最近、質的調査に関する評論や意見を読む中で、従来のグループインタビューや
デプスインタビューを「伝統的な手法」と表現し、まるで化石のように言われている
ものに出くわすことがあります。

で、そういう人は何を「新しい」と言っているのかというと、1グループの設定人数の
ことや会場のこと、レポート形式のこと等、「スタイル」のことを言っているようです。

私はP社の広告評価に関するモデレーターを長年やっていましたが、ディアド(2名の
の対象者 vs インタビュアー)、トライアド(3名の対象者 vs インタビュアー)の
インタビューはすでに7~8年前から実施していたので新しくもなんともないのですが、
いまどきガシガシにスタイルにこだわってグルインなどを行う会社ってあるのでしょうか?
あるとすれば、一部の定性調査の本質を知らない調査会社ですね(笑)

手法のチャレンジということであれば、コンサルや広告代理店は確かにチャレンジャーです。
たとえば、ブランドマッピングなども、常に「もっといい方法はないか」と考えていて、
私が今までの経験から「こんなやり方はいかがですか?」と提案すれば、非常に前向きに
検討し、共に考えてくれます。

また、「インタビューの具体的な進め方や問いかけ方」についても、フロー全体の中で
課題に対する発見や検証が明確化できるよう、「ここを肝に!」と提案する設計を寛大に
認めてくれます。結果、クライアントも面白い!と評価してくれるケースにつながります。

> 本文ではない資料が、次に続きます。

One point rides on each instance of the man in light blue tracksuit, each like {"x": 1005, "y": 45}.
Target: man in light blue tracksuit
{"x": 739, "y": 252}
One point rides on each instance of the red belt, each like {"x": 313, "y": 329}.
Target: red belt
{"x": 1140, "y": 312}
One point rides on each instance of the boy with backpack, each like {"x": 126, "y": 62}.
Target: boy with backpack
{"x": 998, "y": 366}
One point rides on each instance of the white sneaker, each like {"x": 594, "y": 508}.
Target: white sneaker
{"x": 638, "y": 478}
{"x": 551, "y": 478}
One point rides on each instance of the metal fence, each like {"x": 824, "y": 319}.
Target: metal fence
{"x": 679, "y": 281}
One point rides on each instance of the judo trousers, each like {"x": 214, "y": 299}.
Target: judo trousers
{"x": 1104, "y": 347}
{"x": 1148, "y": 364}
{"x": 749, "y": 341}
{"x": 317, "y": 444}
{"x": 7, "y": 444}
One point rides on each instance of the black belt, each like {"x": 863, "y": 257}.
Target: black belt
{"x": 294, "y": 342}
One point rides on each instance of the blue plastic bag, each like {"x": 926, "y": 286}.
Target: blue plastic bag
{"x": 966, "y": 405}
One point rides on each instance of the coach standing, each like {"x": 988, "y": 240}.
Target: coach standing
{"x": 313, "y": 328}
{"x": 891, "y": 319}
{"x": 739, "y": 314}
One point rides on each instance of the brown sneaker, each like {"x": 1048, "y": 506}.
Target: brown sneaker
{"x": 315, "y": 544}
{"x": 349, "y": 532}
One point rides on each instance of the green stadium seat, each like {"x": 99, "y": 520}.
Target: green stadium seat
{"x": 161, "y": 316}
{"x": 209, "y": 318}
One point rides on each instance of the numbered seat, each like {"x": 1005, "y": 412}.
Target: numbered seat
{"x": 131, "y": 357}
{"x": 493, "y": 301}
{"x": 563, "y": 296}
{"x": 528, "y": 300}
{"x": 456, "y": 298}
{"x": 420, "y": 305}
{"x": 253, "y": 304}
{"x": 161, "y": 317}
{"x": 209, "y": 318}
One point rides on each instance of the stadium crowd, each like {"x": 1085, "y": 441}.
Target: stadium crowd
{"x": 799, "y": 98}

でも、こういうチャレンジングでエキサイティングな調査は、クライアントとの関係にも
よりますね。やはりコンサルや代理店は「ブレーン」です。その点、最近の一部のリサーチ
会社は「手足」なので、「仰せの通り」という対応しかできません。もちろん「手足」も
なくてはならない大事な役割ですが、仕事を「作業」にしてしまいます。

その「作業仕事」の典型がレポートの「データ納品」というヤツ。定性のレポートを
データで納品したって、肝のところのニュアンスは伝わらないでしょ。っていうか、
読み取れないでしょ(笑)それこそ定量データじゃないんだから。

それに「報告会」を設定しないと、当然リサーチ会社のスタッフは同席しないわけで、 何が
アウトプットだったのかということはわからず終い。もちろん、定性リサーチのプレゼンとは
こうやるのか!ということも学ぶことができません。